ECB Board member Villeroy also stated that a "flexible pragmatism" applies to the ECB's latest rate decision. He stated that the ECB is in a "very turbulent sea" and is ready to act quickly based on data; current inflation risks are quite weak, with inflation risks from a few weeks ago disappearing. ECB Board member Muller stated that falling energy prices and tariff support warrant rate cuts, and recent growth prospects are more challenging, with current interest rates no longer constraining economic activity. He also stated that key indicators of the European Central Bank are moving in the right direction, and a more diverse world economy will push up prices.
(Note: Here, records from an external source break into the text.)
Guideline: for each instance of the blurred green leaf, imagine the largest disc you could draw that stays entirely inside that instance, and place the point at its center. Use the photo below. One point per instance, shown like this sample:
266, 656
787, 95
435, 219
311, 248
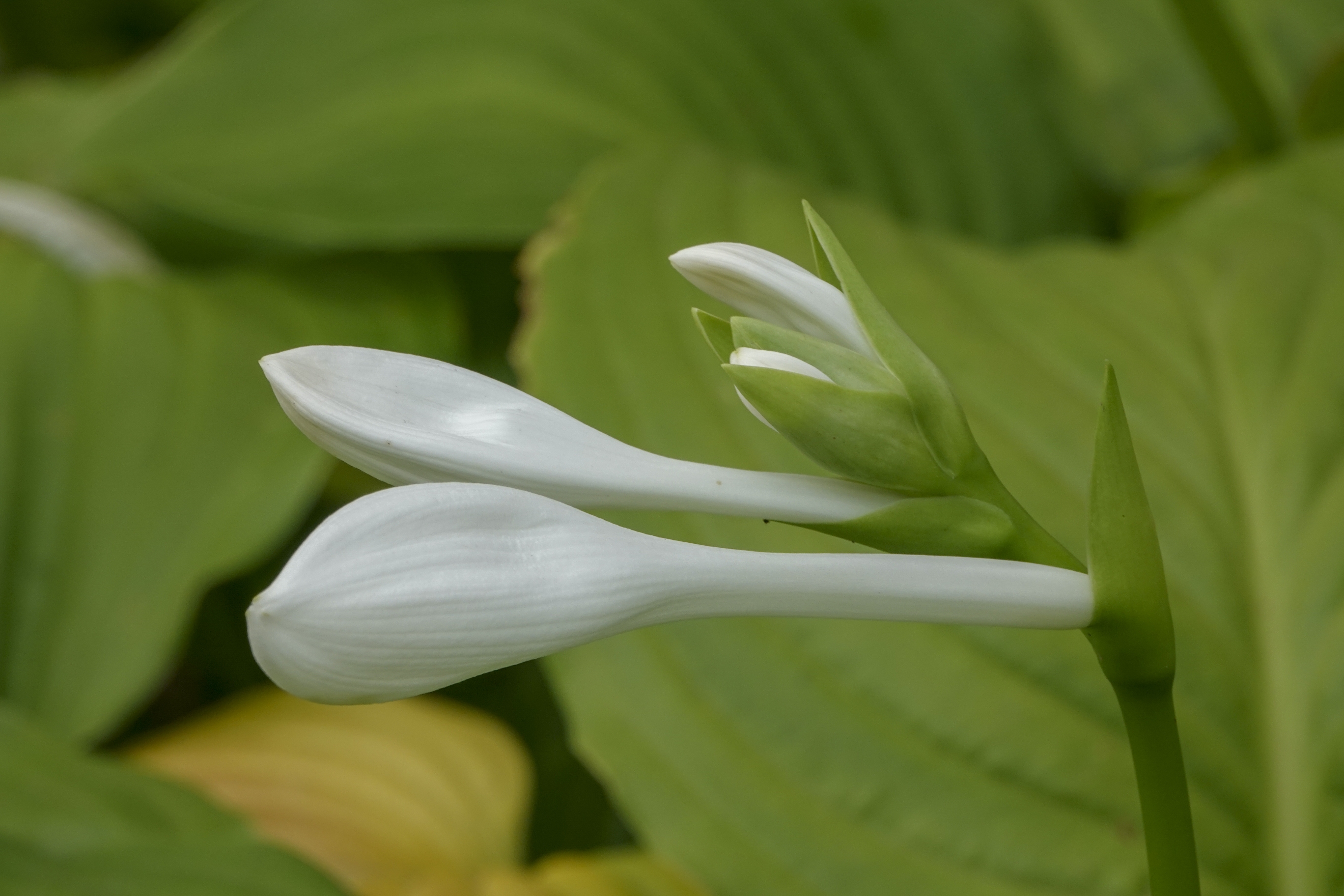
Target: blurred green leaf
83, 34
39, 121
338, 123
74, 825
1321, 113
800, 756
143, 456
393, 800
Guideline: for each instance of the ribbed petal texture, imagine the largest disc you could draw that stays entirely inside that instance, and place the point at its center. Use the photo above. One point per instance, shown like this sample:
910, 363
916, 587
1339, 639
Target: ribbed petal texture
413, 589
412, 420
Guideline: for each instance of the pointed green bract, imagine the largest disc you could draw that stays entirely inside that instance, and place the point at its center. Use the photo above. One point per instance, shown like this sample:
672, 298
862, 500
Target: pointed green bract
717, 332
939, 414
868, 437
1132, 629
984, 762
819, 257
1133, 639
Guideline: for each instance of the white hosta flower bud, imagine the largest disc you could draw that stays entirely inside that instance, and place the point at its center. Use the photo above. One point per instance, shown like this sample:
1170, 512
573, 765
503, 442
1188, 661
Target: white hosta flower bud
773, 289
413, 589
79, 237
776, 362
412, 420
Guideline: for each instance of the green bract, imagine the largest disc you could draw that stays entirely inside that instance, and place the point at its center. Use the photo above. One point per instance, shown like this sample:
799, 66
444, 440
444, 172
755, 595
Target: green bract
894, 422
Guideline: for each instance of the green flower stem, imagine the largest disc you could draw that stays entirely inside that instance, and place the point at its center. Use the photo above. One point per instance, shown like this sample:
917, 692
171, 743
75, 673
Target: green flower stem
1260, 127
1163, 794
1136, 645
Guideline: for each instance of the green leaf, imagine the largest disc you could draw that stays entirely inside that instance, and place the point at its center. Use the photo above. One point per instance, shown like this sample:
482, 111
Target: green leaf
39, 121
1321, 113
1132, 626
143, 456
800, 756
74, 825
343, 123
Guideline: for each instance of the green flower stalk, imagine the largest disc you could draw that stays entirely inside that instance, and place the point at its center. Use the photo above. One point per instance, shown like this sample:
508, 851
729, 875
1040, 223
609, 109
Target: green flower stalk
481, 559
874, 409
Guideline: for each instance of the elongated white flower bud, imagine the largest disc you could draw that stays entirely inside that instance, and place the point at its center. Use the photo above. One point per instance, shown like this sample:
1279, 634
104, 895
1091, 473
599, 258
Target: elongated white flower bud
415, 589
776, 362
81, 238
773, 289
412, 420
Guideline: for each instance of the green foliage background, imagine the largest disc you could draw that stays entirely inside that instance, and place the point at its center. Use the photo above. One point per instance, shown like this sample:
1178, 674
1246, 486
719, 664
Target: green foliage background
1034, 187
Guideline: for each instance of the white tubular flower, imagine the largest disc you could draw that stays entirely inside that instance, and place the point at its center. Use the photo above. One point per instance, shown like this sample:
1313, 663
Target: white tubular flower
775, 361
409, 420
773, 289
83, 240
415, 589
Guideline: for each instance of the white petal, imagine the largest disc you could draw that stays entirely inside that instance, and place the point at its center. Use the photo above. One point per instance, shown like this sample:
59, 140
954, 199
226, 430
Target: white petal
413, 589
776, 362
773, 289
412, 420
83, 240
773, 361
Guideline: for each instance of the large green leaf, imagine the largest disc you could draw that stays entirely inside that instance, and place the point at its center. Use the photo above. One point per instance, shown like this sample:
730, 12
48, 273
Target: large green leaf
800, 756
74, 825
143, 456
404, 121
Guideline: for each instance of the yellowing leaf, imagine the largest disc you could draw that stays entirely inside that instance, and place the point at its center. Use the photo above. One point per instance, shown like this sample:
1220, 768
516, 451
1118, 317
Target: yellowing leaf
624, 872
409, 798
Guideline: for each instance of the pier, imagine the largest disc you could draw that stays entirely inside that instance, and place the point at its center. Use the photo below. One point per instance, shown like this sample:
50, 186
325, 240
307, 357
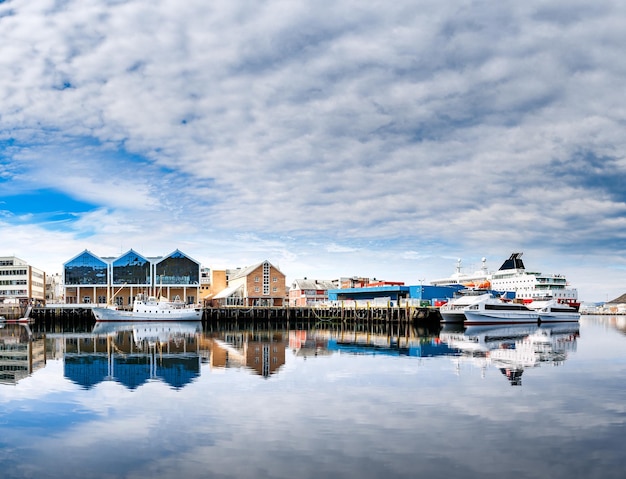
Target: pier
276, 315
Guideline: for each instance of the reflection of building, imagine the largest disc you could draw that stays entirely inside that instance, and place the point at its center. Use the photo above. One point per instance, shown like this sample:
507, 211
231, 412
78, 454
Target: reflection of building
20, 354
91, 279
21, 282
132, 356
259, 285
262, 352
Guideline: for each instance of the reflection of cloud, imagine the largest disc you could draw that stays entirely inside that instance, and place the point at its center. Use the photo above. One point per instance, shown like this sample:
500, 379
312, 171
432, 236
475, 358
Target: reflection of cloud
343, 416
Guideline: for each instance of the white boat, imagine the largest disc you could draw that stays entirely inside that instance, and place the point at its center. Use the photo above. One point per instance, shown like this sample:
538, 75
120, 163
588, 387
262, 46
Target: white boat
150, 332
512, 276
150, 309
454, 310
492, 310
551, 310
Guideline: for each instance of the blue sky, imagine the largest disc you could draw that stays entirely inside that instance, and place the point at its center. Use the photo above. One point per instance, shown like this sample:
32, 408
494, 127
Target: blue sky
330, 138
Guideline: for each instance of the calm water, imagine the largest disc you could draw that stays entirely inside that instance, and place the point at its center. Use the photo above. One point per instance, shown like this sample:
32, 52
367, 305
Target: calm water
313, 402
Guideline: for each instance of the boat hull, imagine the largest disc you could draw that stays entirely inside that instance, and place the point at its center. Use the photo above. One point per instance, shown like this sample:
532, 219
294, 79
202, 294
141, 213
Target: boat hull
183, 314
500, 317
452, 316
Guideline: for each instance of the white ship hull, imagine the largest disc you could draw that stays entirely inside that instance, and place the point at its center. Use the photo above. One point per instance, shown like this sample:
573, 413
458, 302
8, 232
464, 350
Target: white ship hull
150, 309
183, 314
500, 317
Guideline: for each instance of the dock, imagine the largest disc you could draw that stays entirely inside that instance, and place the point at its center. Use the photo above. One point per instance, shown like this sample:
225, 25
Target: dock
271, 314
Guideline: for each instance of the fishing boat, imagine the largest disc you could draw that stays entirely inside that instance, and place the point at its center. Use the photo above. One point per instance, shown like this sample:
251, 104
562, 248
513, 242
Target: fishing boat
150, 309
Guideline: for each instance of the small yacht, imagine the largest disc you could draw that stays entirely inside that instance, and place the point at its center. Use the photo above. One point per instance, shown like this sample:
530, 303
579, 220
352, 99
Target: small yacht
151, 309
551, 310
454, 310
493, 310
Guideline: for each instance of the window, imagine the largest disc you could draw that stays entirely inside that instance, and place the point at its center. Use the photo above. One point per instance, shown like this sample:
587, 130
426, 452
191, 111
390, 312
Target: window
266, 278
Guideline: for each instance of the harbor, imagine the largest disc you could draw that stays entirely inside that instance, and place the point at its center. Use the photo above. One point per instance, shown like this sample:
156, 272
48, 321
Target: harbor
365, 313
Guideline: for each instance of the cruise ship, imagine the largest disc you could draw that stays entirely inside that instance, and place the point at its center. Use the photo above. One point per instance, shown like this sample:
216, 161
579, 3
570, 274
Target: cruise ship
512, 276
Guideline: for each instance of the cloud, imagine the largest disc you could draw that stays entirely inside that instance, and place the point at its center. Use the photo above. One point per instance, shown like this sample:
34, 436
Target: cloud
473, 127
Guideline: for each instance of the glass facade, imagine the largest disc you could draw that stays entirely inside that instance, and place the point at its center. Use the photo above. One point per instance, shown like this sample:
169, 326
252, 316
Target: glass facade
131, 269
86, 269
177, 269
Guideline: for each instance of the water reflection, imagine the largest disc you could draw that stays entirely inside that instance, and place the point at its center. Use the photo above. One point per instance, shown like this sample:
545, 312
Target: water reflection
20, 353
133, 354
512, 348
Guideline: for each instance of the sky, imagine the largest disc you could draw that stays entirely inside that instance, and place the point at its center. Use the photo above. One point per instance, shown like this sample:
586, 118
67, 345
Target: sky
331, 138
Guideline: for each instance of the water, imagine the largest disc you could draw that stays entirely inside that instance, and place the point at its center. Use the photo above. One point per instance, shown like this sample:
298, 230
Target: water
317, 402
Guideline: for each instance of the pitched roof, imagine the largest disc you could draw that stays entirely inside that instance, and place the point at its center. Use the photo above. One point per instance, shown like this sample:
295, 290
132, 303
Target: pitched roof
250, 269
317, 284
619, 300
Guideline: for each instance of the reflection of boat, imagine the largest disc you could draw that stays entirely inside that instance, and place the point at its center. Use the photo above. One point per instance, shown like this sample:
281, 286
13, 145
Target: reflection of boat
454, 310
513, 348
151, 332
490, 310
150, 309
551, 310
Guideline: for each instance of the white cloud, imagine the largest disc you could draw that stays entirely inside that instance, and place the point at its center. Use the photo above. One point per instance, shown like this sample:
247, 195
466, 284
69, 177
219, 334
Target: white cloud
424, 124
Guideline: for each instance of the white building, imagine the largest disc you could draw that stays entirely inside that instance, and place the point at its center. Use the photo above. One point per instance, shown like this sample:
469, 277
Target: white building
20, 282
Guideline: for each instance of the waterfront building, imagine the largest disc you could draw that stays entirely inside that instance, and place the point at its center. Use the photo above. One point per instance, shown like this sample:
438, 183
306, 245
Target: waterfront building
20, 354
21, 283
310, 292
89, 278
54, 288
260, 285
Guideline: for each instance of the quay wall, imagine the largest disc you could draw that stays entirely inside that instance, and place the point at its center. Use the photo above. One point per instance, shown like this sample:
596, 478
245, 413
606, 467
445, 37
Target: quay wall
373, 314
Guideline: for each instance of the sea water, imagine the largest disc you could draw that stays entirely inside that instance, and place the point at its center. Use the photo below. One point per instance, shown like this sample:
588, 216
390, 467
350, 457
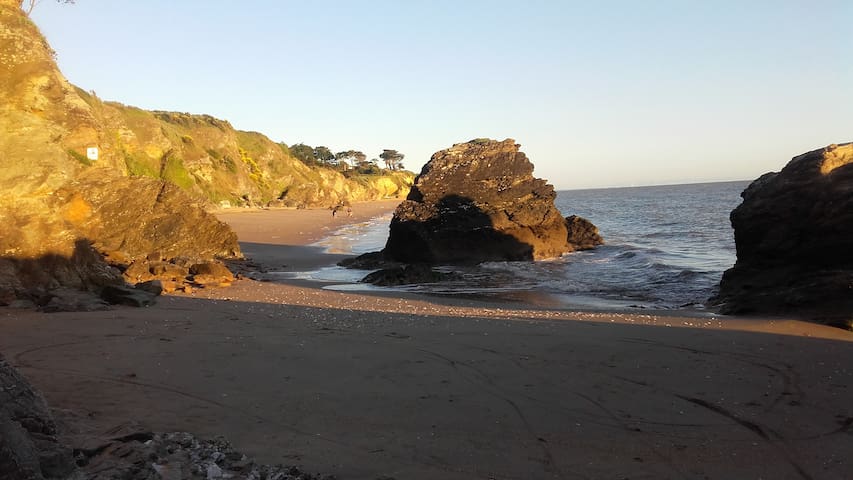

BOJ rate hike depends on economic outlook.
BOJ Governor Kuroda stated that the Bank will continue to implement monetary policy to achieve its inflation target, and a rate hike will occur if economic outlook is realized. He also stated that food prices are having a greater impact on inflation, and it will take time for rate adjustments to affect prices. Market factors influencing prices change quickly, and the Bank hopes to observe medium- to long-term price trends, with prices gradually rising and potential inflation accelerating towards 2%. BOJ Policy Board member Nakakawa stated that the impact of tariffs on prices is still unclear, making it difficult to measure the likelihood of achieving economic outlook. A loose monetary environment supports the economy, and policies will be decided by examining the prospects.
Bank of Korea maintains key rate unchanged. The Bank of Korea maintains the key rate at 2.75%.
Bank of Canada maintains key rate unchanged. The Bank of Canada maintains the key rate at 2.75%.
Risk warning: Escalation of short-term US-China tariff game; Tariffs have a greater-than-expected impact on the domestic economy and US inflation.
This article is translated from the WeChat public account "Liang Zhonghua Macro Research," author: Liang Zhonghua; GMTEight editor: Xu Wenqiang.